But if film, or film on television, is used to show the world the "victory" in Iraq, when what happened was so much more complicated than victory, then the universal importance and power of film may be especially dangerous. Only a few weeks ago, the world at last lost Leni Riefenstahl, who claimed always that she had simply made a documentary record of the Nazi party rallies at Nuremberg. Is that claim accurate? In a way, if you want to know what those rallies looked like, you should go to the films, for their historical value. But it is also true that if you watch The Triumph of the Will for long enough, your foot will start to tap to the pounding beat, the pulse, of the movie. That rhythm is in the drumming, in the marching and in the cutting of the film. It has a power that makes you want to be there, in uniform, as part of the power. That's what propaganda means, and propaganda has not really found a more powerful medium than film.

Leni Riefenstahl was, in effect, banned from making more films by the shock felt after 1945 all around the world ­ the victorious world ­ at what Nazism had meant, and at how far the art of film might have been an important instrument in persuading people to join the party, to march with it and to order people into death camps. Should film therefore be censored now? Should it have been censored in the 1930s? Could such censorship have taken effect without military action?

At a more domestic level, what are we to do with our own fascination with violence, except use it like a drug, and let it have its way with us? We could step back and wonder at the larger social and political context in which games of violence can become such an entertainment. In America the ratings system used on films means that children of any age can see R-rated films ­ the R is for restricted ­ as long as they are with parents or guardians, or people who will say that they are parents or guardians. This means that an American child of three or four can be taken to see, say The Silence of the Lambs, or any other picture which, for good reasons or others, explores violence to the limits of the film-makers' imagination. I have been in theatres when such children have been crying out loud, and in some cases I have to think that this was because of the fear they felt at what loomed over them. Yet parents told the children, politely or not, to shut up, so that they could continue to enjoy the fantasy. Why is that allowed to happen? Because the film business is so eager to sell every last ticket that it possibly can, that it will let innocent tiny children in to see shows that are simply not fit for them. And, of course, you have to buy a ticket for the child too.

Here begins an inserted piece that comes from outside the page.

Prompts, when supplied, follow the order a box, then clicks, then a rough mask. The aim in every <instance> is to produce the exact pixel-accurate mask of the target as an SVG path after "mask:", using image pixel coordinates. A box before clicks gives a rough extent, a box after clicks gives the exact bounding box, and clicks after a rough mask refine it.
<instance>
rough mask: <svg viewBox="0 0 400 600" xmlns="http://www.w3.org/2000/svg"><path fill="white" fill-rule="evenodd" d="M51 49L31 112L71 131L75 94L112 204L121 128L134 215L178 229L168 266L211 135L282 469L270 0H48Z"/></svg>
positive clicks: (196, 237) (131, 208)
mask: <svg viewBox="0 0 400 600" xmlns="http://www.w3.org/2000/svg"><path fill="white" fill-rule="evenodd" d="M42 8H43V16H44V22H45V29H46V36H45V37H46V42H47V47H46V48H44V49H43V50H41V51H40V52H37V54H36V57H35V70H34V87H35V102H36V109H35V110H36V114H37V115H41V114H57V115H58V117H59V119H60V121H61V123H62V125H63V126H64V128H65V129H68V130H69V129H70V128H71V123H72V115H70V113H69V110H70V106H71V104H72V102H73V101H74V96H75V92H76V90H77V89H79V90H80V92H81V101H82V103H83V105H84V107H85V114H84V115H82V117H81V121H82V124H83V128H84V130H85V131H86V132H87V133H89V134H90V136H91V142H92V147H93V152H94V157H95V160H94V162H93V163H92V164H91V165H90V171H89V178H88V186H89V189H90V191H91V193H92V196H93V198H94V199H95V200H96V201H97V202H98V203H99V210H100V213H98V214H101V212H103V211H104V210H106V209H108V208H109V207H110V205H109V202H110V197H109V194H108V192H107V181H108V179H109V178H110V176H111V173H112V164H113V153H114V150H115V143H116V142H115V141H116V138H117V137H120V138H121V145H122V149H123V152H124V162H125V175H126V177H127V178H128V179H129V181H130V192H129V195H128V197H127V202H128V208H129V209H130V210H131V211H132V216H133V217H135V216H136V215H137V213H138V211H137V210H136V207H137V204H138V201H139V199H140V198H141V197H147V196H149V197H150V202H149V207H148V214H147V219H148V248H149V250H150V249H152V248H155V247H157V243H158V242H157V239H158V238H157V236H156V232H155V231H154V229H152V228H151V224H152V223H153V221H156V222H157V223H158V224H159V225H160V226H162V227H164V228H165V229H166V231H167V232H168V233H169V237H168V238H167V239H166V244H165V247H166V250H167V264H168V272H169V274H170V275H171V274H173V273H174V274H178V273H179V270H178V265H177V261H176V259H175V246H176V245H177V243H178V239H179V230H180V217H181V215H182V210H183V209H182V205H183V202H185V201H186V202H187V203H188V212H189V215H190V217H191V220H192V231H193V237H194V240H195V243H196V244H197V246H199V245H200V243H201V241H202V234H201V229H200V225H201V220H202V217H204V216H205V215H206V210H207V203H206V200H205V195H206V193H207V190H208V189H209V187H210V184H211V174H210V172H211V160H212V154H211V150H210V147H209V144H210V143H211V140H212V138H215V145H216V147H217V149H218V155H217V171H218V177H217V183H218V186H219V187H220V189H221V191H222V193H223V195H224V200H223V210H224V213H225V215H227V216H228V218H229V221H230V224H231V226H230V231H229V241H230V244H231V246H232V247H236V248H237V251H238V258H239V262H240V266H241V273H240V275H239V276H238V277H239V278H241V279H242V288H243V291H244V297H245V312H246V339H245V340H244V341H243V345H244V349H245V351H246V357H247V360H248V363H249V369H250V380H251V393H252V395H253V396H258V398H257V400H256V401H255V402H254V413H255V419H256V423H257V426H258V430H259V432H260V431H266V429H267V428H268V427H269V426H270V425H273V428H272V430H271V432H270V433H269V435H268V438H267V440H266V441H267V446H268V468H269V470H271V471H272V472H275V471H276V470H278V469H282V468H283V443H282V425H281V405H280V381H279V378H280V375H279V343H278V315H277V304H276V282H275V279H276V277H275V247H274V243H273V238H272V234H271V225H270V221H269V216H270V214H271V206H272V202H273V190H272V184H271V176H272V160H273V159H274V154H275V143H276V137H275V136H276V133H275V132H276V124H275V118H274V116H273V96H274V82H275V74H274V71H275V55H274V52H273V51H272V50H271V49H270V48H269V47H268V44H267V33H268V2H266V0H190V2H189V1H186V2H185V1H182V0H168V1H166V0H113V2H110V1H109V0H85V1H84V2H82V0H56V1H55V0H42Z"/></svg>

The responsibility of the business and the film-makers is never satisfied by claims that the public have a right to make their own decisions. People don't always know how "terrible" a film is going to get, or how profound its impact will be. My wife saw A Clockwork Orange when she was a teenager and has bad dreams about it still.

Stanley Kubrick, an artist by most people's reckoning, made that film in England and then chose to withdraw it because he feared it had been influential in a number of cases of copycat killings in Britain. He was right to make that amendment to his own work ­ and he only had power over the release of the film in the UK ­ but what are we to say about his decision to make the film in the first place? Was he wrong? Was he misguided? Should we honour his self-censorship? The film is now available again in Britain, after his heirs elected to free it up. Is that the proper respect that an artist deserves? Are we always brave and strong enough to see everything?

I don't mean to suggest that film is the source and model of all that is wrong in modern society. But I do think that the world of film, which includes those people who are madly enthusiastic about any film, need to examine very carefully what happens in our minds when we watch endless violent imagery and feel no wounds or repercussions. For one, I am no longer confident that a message has not been passed down to several generations, in their bloodstreams, in their nervous systems and in their trigger fingers.

There is extraordinary violence in society today. It is there in the way we speak to each other and look at each other. Hostile looks, mean words, unkind actions, a steady stream of insults and cheating that are now taken for granted as parts of modern life. We have institutionalised the violence of divorce and broken homes, trusting that our adult emotional needs, our search for happiness, are more important than the damage that is done in break-up. Yet we all know, all of us who have been divorced and have tried again, that there is a damage that is done in these things that does not go away.

Enough of us know why we are alive. But not enough of us have a sense of purpose that can calm the many contrary tides of aggression that are out there: on the street, in parking battles, in road rage and in that sinister silent metaphor for all kinds of prison camps, the London Tube. Especially the Northern Line, where hideous congestion ­ people so close to each other they could be having sex ­ co-exists with a lack of intimacy or shared understanding that is terrifying. Are those passengers waiting for the catastrophic accident that everyone on the Northern Line feels must come? Are they wondering whether, in the event of that, they will behave well, as Londoners did in the Blitz, say, helping each other, being part of a community and a society?

But where does this feeling of the crowd and loneliness come from? Does it have anything to do with the very nature of the movies, where the crowd sits in the dark, anonymous and unknown, unrecognised, and watches these huge burnished beautiful faces? Is that a model for religion or fascism? And do we always know how to tell one from the other? So many great films from Birth of a Nation to The Godfather are crammed with violence, and great directors have always been able to handle the violence so that we feel chastened and purged, changed by it all.

But then there is the mass of film-making, and it is the mass that really counts, because it is the 20,000 hours of moving imagery that every 18-year-old has seen, in which the brutality of the event and the intimidating aura of the darkness itself, come together in something that is simply and only terrifying and reducing. We are, I fear, so much less than we might be, for reasons that are obvious and over which politicians labour: lack of education, lack of jobs, lack of housing, lack of hope, lack of money.

But is it possible that the movies are the first medium capable of being art, that have in serious ways added to that burden? Do I mean we should stop the movies? No, by no means. You cannot stop a thing after it has been driving at a hundred miles an hour for a hundred years. But we can do so much more to understand it. One step that would make such a difference would be to insist that our children, who almost certainly will spend more of their childhood watching movies than reading, be educated in our schools about how film works, what film-makers do to manipulate people, and what a cut means, technically, emotionally and poetically. The engine of film cannot yet drive us to promised lands, but it could involve us in catastrophic accidents, and we have to know how that engine works.